In contrast, our method surpasses human capabilities and can uncover subtle unnoticed distinctions. Furthermore, it does not rely on the assumption that the measurements have a specific relationship to the artist’s attributes; rather we are using machine learning with a computer vision approach that was not trained on these previous methods. Ideally, it would treat all potential avenues as equal initially, however, because we used transfer learning there may be residual biases. But these biases are different from human judgement biases and are computational and measurable. An example is the overfitting in our results where the models may have learned dataset-specific features but did not translate to the test data. Therefore, our data-driven approach is not only reproducible and consistent but improves the overall accuracy of the analytical model applied, making any potential shortcomings measurable.

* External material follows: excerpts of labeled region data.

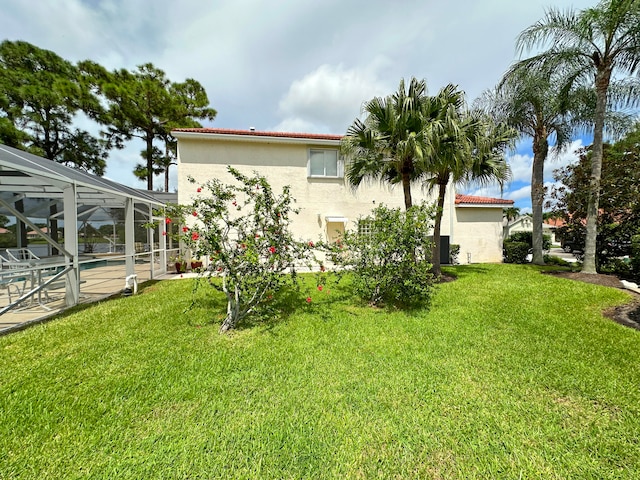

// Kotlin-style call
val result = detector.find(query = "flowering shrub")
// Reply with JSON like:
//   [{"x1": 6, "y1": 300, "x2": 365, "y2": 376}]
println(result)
[
  {"x1": 333, "y1": 205, "x2": 435, "y2": 307},
  {"x1": 161, "y1": 167, "x2": 316, "y2": 332}
]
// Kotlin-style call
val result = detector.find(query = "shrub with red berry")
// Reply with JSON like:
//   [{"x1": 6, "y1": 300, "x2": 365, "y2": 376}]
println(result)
[{"x1": 160, "y1": 167, "x2": 319, "y2": 332}]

The greater potential of this ML method is scalability and efficiency by feeding more data into the model and testing its accuracy. The dataset is also agile and can easily be used for a variety of other applications. For example, our binary approach for male and female can easily be expanded to right or left handedness. Another example is that third party researchers can take our toolkit and test the 2D:4D ratio theory and other traditional methods in a more rigorous way. Our current dataset was insufficient but showed promise, which can be further tested by adding more data. We can adapt the method in the future, by for example, making small changes to the variables in the code, while continuing to reuse the original dataset. The expansion of this data is enabled by the replicable toolkit we have designed.
Limitations and challenges, insights and potential
A major limitation is our sample size. Ninety-six participants producing 699 tactile data points and 818 virtual data points was not sufficient to make a definite determination of sex. Additionally, the lack of external validation further constrains the generalizability of the findings. At present, our model was trained and evaluated using data from a single center. While this provides internal validation, it may not fully reflect how the model performs on data from different imaging centers and populations, even when following similar photography standards.

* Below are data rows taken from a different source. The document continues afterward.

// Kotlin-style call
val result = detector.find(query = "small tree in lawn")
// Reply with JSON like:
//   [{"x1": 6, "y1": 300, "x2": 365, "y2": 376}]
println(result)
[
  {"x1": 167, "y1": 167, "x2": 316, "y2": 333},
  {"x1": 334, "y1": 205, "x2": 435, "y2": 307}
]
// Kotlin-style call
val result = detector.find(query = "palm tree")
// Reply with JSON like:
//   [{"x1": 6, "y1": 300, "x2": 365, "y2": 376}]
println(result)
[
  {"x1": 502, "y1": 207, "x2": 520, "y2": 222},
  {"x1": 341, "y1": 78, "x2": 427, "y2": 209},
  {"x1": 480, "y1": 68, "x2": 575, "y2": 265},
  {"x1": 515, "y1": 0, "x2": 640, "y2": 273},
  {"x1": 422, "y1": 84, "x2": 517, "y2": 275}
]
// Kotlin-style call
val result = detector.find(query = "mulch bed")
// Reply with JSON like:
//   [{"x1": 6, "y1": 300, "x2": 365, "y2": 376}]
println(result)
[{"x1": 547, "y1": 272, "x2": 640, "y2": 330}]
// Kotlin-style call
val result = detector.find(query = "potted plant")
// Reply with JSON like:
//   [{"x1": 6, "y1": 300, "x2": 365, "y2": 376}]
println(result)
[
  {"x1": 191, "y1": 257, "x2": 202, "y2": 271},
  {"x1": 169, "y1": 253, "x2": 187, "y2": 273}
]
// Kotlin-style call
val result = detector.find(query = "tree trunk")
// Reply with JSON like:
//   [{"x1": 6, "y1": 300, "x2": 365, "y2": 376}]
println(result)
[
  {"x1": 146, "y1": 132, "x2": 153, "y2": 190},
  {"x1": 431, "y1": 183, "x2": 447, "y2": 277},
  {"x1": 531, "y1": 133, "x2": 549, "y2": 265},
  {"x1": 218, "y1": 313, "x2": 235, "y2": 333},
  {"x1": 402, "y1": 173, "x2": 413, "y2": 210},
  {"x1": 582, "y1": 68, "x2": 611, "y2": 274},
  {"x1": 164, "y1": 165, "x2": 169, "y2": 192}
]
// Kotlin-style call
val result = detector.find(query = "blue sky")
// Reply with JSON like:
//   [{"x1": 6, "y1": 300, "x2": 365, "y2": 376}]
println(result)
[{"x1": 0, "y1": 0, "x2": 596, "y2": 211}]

In machine learning for image classification, a strong model is typically expected to also be validated on external datasets — for example, images collected from another center under similar standards. This helps demonstrate that the model’s accuracy is stable and not simply the result of overfitting. Here, overfitting means the model learns patterns that are too specific to the training data. These patterns may include noise or unique characteristics, such as the lighting setup, camera settings, or background features in photographs, rather than the actual finger fluting patterns we aim to identify. As a result, an overfitted model performs well on the training data but poorly on unseen data. There are many cases showing that accuracy drops when moving from internal to external validation, even under similar photography standards. Therefore, including external validation is generally considered a more rigorous evaluation of model generalizability.
Another limitation of this experiment was that it did not intend to capture the environmental context. For example, fluting on a canvas is inherently different from fluting on a cave wall. Other differences include the moonmilk substitute, the humidity of the cave, and the lighting. This could also shed more light on the cultural context or intent of finger flutings, which was absent from this experiment.
The instructions were limited to eight vertical movements, which do not reflect the real-world range of finger flutings. Future experiments may need to include superimposition, more varied hand and arm movements, and body positions. Participants may have been influenced by observing other participants, which needs to be controlled in future experiments. For example, some participants were gouging the moonmilk simulacra instead of fluting, which was then copied by the next participant.
The tactile approach proved to be very time-consuming, impacting the quantity of samples. The tactile approach is also not as easily scalable as the VR approach because it requires more material and personnel time.
The VR approach was limited by both the capabilities of the hardware and design choices in the development of the application. The Meta Quest 3, while a very capable VR device, is reliant on camera detection of finger and hand position, with only limited ability to manage occlusion. This limited the accuracy of the virtual finger flutings of some hand positions, particularly the back handed movements. Furthermore, the virtual hand movements could not be easily matched with tactile feedback, i.e., an augmented reality approach, with the software available at the time, though this has since changed.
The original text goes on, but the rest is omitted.